Harvest Alternative Investment Group (a subsidiary of Harvest Fund Management) and Bruno Wu’s Sun Redrock Investment Group have formed the new Harvest Seven Stars Media Fund, which will raise an initial $800m in capital.
The Fund, which will invest in Asia and beyond, will concentrate on three areas of work: mergers and acquisitions (for niche private companies that could grow particularly in the Chinese/Asian markets); operations (building a cross-media distribution platform across Asia); and content (backing films from studios and independent producers).
Media entrepreneur Wu told a press teleconference today that the fund was actively in discussions for film deals and would announce in the next 30 days the first three filmmakers to get investment.
“We are building a financing platform that allows us to invest in globally releasable, primarily English-language films,” Wu added.
The company will also invest in films as a Chinese co-producer, as a way for Western films to be screened outside the quota system that limits the number of non-Chinese films released theatrically in China, and to recoup more of the box-office (44% for co-productions compared to 12-17% for a non-Chinese film). “The co-production rules are becoming fairly relaxed,” he noted.

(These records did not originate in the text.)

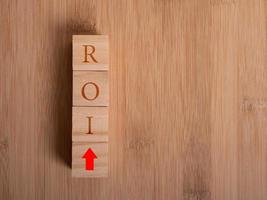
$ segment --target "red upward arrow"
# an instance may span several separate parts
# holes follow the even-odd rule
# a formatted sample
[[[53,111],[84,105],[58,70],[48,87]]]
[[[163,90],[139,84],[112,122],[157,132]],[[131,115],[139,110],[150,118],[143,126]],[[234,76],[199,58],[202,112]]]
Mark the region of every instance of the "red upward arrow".
[[[85,158],[85,169],[86,170],[94,170],[94,159],[97,158],[95,153],[89,148],[82,158]]]

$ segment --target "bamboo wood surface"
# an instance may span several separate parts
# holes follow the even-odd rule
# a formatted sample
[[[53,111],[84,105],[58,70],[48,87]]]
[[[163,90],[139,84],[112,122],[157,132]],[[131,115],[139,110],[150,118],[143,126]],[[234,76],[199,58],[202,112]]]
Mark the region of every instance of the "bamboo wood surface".
[[[267,198],[266,0],[1,0],[0,199]],[[109,35],[109,178],[71,177],[73,34]]]

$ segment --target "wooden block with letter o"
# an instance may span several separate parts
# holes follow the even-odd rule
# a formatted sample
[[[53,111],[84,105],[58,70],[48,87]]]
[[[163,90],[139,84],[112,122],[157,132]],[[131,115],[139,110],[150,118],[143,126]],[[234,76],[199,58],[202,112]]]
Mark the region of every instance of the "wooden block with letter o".
[[[73,71],[73,106],[108,104],[108,72]]]
[[[72,176],[108,176],[108,37],[73,36]]]

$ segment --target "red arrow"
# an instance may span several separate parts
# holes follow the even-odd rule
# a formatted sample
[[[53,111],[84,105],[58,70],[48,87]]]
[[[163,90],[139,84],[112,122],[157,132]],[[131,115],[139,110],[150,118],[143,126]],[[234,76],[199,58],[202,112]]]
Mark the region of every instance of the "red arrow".
[[[94,159],[97,158],[95,153],[89,148],[82,158],[85,158],[85,169],[86,170],[94,170]]]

Wu noted that the types of films that would be most often backed are “tentpoles,” and those with “good human value,” in other words being “socially acceptable” for Asian audiences. He said the fund wouldn’t dictate creative decisions by the producer and director, but would simply not invest in a project that wasn’t deemed to have suitable content.
“The strategic decision we have to make is to team up with a studio [or a producer] for a slate, or pick and choose which ever studio we like to play with project by project. We’ll probably try a bit of both,” he added.
Executives to work with the fund will be announced in coming weeks.
Of the distribution platform, he noted that this would offer Asian and non-Asian content, and also include digital releases streaming online as well as downloads for mobile devices, for instance. It will have a remit beyond China – “Eastern Asian distribution still has a lot of room for growth,” he added. Southeast Asia will also be targeted.
Harvest Alternative Investment Group’s Lindsay Wright noted that the fund would aim for final close of its funding by the third quarter of 2012, and the first investments are likely to be cashflowed in May. She noted that it was still being decided how the fund would be set up, as it could be split into two divisions: mergers and acquisitions and a separate content fund.
When asked why he thought this fund could succeed when others like Legendary East have seen deals fall apart, Wu said: “We’re not a studio. We have a very strong business model, we have very good governance…In this case we’re primarily leveraging Harvest’s strong rescoures in China raising R&D funding. It’s an entirely different ballgame.”
Harvest Seven Stars Media is being advised by Creative Artists Agency’s Beijing office.
Wu and Yang Lan founded Sun Redrock Investment Group in 1999, it is one of China’s largest media and investment companies.
Harvest Fund Management was also founded in 1999 and was one fo the first fund management companies approved by the Chinese government.